Council talks highways, byways

Kevin Spradlin Richmond County Daily Journal

November 12, 2013

ROCKINGHAM — Part of the talk at Tuesday’s public meeting of the Rockingham Mayor and City Council turned to highways, byways and thoroughfares.

Dominique Byrd, with the North Carolina Department of Transportation, told council members that the process of completing the Richmond County Comprehensive Transportation Plan that began in June is on track. A survey that seeks public input on the needs and wants of residents is due to become available online and in print in January.

Janet Robertson, of the Lumber River Council of Governments, said she’s hopeful that Richmond County government and all its municipalities would approve the plan, which comes in two parts. First, the five-year plan identifies the more immediate needs of an area and tries to find funding sources for those projects. Second, the long-range plan, which can extend 20 years or more, is not fund-constrained but attempts to anticipate and address future needs.

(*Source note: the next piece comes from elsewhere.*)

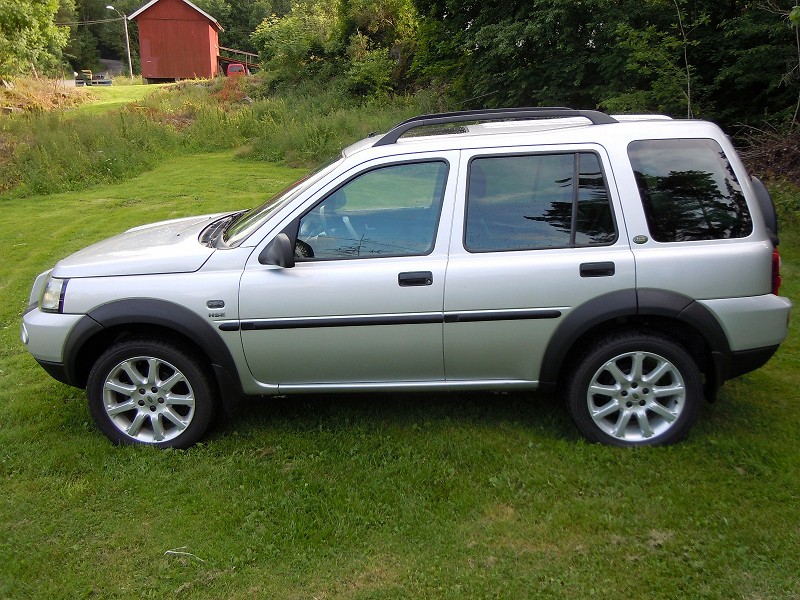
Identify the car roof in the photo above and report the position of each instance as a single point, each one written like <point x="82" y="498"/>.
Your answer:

Robertson said the online survey is to be distributed in city halls, libraries and other high-traffic areas.

The survey is broken down into five sections. Many questions offer the respondent chances to weigh in or identify issues in long-form rather than simply a multiple choice option.

The first section inquires about a respondent’s household size and driving habits. Section two asks if the respondent is aware of any new construction, such as sidewalks, or improvements.

“We should be able to determine what the citizens in the area want … and problems,” Robertson said.

Robertson said the survey also will be translated into Spanish.

Council member Travis Billingsley sought assurance that any transportation plan developed would use data from towns’ available land-use plans as a starting point. Both Robertson and John Massey, city planning director, assured the council that would be the case.

Byrd said the transportation plan developed would take into consideration not only individual motorists but bicycle, pedestrian, rail and public transportation opportunities.